A land marked by its rivers

This Stage, the shortest on La Hoya de Huesca Nature Trail, joins together the towns of Casbas de Huesca and Bierge, enabling it to link up to the Nature Trail of El Somontano de Barbastro in the vicinity of El Salto de Bierge. Along this 8.6 km route, you will cross and walk beside several rivers, such as the Formiga, the Isuala and the Alcanadre, which cross the Sierra of Guara perpendicularly from north to south, forming deep valleys on their way.

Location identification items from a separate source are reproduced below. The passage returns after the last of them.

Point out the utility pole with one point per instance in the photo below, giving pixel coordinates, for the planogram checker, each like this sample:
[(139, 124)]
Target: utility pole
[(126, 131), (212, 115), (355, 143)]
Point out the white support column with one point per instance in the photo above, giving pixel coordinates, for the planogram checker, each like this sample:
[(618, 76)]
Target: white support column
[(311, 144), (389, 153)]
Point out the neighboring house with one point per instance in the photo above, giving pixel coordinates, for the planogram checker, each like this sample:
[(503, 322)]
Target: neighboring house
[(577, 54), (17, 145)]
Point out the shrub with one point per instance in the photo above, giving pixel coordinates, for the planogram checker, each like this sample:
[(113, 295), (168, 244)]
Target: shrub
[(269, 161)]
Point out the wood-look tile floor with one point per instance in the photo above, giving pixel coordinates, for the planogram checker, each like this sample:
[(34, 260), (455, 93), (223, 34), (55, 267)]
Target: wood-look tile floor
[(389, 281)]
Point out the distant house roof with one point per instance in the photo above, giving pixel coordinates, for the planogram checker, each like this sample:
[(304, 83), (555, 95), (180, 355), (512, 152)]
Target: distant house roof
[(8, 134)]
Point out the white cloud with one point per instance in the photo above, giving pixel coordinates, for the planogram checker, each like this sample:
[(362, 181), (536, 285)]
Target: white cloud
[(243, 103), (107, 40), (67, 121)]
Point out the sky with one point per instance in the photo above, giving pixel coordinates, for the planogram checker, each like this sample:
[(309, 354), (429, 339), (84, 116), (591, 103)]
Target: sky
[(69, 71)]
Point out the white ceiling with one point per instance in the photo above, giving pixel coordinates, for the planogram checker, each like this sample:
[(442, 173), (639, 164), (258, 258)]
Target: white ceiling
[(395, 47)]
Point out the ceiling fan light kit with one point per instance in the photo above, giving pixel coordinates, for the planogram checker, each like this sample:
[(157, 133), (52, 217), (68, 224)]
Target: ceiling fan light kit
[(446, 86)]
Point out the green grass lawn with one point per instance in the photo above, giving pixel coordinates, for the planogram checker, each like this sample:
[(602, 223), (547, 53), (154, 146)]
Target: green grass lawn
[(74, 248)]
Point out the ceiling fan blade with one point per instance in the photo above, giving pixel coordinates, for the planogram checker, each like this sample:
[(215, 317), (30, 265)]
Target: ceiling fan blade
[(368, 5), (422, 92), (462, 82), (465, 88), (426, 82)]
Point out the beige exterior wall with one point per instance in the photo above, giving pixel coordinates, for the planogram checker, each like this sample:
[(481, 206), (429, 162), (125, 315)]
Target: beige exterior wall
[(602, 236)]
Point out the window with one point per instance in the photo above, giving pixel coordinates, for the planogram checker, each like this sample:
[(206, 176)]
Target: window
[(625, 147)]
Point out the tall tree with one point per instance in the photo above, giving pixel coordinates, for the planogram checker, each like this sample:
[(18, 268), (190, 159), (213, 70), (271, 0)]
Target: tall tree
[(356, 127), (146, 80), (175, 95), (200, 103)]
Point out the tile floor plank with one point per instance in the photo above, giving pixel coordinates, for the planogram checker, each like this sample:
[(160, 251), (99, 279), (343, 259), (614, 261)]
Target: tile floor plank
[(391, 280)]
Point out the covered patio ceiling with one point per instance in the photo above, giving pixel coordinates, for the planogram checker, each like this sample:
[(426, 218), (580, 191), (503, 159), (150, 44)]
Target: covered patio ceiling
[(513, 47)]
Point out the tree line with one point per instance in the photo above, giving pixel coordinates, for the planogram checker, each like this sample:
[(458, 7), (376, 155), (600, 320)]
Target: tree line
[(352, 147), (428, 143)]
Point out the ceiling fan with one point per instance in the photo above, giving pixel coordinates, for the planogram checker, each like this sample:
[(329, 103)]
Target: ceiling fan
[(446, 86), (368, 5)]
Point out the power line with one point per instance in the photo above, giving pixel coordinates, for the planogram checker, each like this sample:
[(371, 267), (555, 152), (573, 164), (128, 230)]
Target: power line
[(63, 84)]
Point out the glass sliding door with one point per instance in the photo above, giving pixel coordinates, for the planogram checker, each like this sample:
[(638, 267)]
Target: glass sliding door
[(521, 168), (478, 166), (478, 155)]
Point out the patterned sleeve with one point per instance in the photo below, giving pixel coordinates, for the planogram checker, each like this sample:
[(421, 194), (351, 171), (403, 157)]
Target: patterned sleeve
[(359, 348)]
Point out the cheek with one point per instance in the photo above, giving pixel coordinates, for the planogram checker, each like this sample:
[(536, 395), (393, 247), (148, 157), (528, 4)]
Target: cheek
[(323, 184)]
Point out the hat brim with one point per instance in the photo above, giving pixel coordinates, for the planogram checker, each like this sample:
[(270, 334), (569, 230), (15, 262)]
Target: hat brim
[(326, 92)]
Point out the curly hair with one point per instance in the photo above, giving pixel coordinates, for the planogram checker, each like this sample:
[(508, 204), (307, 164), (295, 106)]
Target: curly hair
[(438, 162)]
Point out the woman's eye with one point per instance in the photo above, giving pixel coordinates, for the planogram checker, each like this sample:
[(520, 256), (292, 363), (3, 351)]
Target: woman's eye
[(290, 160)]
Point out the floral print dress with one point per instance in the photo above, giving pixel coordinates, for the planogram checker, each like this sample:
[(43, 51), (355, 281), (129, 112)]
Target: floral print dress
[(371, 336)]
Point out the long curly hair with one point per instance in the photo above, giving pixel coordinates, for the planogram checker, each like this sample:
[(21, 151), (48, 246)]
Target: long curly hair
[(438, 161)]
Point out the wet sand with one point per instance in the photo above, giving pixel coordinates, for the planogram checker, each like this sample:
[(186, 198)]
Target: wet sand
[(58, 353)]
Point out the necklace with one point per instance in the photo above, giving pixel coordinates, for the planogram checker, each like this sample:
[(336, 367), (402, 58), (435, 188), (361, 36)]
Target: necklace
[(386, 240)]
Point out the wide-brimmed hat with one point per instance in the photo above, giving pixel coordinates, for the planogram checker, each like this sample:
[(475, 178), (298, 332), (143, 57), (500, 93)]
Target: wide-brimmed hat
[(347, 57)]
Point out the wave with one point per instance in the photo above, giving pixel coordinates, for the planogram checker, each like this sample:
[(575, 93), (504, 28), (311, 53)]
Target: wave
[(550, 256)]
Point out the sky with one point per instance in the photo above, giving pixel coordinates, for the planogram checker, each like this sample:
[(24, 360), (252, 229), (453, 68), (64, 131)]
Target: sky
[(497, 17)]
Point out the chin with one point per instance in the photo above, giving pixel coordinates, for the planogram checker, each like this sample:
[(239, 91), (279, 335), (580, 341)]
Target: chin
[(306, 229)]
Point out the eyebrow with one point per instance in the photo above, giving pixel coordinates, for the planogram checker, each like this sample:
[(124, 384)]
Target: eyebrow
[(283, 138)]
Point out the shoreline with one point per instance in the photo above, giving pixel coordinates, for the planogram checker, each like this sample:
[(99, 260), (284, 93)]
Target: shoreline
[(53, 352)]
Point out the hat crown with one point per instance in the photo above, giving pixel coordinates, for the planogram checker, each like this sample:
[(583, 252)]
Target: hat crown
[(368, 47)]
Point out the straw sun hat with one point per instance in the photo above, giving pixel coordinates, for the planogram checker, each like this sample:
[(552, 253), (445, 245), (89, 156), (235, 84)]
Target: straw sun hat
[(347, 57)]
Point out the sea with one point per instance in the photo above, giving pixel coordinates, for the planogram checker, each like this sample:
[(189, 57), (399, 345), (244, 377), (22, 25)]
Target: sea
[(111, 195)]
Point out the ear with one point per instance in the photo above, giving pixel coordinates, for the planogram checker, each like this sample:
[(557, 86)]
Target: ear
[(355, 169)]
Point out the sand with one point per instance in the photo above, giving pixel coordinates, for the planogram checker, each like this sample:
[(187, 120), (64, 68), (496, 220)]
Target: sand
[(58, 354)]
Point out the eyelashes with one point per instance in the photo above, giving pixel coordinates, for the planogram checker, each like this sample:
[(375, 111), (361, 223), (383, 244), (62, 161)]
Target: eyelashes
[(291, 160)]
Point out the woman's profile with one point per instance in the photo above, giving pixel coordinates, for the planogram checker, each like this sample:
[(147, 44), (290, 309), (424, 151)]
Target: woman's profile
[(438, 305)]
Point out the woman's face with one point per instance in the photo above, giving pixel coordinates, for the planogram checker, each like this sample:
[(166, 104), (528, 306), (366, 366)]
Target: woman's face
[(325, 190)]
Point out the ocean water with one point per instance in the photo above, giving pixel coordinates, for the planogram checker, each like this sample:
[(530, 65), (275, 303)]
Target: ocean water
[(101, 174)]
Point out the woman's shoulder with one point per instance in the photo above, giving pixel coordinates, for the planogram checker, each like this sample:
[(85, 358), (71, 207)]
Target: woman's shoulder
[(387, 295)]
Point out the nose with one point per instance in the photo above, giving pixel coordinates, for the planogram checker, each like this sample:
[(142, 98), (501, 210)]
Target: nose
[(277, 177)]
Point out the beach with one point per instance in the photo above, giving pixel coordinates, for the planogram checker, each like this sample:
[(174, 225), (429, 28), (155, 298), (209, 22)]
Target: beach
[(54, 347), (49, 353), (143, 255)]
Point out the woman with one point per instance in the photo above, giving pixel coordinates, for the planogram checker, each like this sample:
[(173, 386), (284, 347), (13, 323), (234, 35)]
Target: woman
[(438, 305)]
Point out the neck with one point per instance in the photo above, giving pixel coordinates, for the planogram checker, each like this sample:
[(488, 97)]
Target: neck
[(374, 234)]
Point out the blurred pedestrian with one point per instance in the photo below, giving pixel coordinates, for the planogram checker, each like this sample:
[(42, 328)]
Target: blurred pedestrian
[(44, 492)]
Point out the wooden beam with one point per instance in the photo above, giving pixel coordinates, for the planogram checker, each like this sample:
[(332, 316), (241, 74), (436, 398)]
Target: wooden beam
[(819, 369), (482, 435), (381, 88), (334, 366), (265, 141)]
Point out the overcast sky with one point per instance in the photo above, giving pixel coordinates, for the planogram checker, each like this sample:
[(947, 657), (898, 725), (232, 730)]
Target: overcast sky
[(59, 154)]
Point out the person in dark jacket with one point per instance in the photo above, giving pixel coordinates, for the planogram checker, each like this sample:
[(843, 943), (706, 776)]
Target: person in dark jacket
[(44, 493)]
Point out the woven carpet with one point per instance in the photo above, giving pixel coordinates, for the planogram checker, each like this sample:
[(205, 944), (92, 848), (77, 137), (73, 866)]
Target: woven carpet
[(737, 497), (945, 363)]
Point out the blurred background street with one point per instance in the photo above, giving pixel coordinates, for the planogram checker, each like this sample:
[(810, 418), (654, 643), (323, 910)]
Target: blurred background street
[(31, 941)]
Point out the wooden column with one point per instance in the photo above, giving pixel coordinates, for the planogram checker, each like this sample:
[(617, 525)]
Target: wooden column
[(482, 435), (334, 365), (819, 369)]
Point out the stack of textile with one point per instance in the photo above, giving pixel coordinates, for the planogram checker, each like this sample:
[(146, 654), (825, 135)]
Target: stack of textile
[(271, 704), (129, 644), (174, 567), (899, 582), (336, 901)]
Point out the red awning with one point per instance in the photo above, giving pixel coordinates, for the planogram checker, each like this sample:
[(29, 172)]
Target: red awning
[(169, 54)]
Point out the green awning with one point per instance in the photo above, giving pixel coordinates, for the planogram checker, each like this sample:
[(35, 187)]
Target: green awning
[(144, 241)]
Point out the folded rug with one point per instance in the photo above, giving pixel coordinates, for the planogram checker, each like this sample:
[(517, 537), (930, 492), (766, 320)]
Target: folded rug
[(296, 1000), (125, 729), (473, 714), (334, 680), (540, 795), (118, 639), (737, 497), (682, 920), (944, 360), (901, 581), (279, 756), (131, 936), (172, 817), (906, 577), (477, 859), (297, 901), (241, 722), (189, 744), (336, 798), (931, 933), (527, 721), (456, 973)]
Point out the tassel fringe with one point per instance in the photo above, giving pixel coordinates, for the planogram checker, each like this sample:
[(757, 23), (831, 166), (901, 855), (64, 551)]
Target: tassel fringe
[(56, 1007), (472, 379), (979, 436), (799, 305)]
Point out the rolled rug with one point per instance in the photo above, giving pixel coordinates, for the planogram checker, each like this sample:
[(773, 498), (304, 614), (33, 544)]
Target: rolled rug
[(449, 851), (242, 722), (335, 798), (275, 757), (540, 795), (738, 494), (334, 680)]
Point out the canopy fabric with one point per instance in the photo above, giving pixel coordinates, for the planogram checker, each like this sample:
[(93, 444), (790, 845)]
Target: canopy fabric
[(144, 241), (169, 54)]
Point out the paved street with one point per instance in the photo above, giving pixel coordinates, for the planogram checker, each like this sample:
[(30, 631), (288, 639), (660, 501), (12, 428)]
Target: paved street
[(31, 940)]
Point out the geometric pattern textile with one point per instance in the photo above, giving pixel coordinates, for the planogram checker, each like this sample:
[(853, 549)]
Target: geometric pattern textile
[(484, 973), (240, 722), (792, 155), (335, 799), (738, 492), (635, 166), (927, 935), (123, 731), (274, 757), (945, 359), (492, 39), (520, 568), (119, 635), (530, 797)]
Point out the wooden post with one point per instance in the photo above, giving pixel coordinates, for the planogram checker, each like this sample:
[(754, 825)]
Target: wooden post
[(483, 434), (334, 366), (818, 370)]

Una antigua fuente se conserva en el interior del monasterio cisterciense de Nuestra Señora de la Gloria en Casbas de Huesca

To begin this Stage, you must leave the designated rest area at the entrance to the town of Casbas de Huesca. Heading towards the town, you will come to the Cistercian monastery of Nuestra Señora de la Gloria, a group of several buildings where a beautiful 12th-century Romanesque façade is maintained as well as a 15th-century cloister and the Renaissance Abbey’s Palace. On this monastic site, several infrastructures relating to water use, such as an old fountain with a lowered arch and a washhouse next to it, have also been preserved.

After this recommendable visit, return to the trail by crossing the town and, on the outskirts, turn off by taking a dirt track on the left towards Bierge. Here, you will enjoy the characteristic landscape of this region of Huesca, where the cereal plain is interspersed with Holm oak trees (Quercus ilex), offering a beautiful, colourful mosaic, with the Sierra of Guara dominating the horizon.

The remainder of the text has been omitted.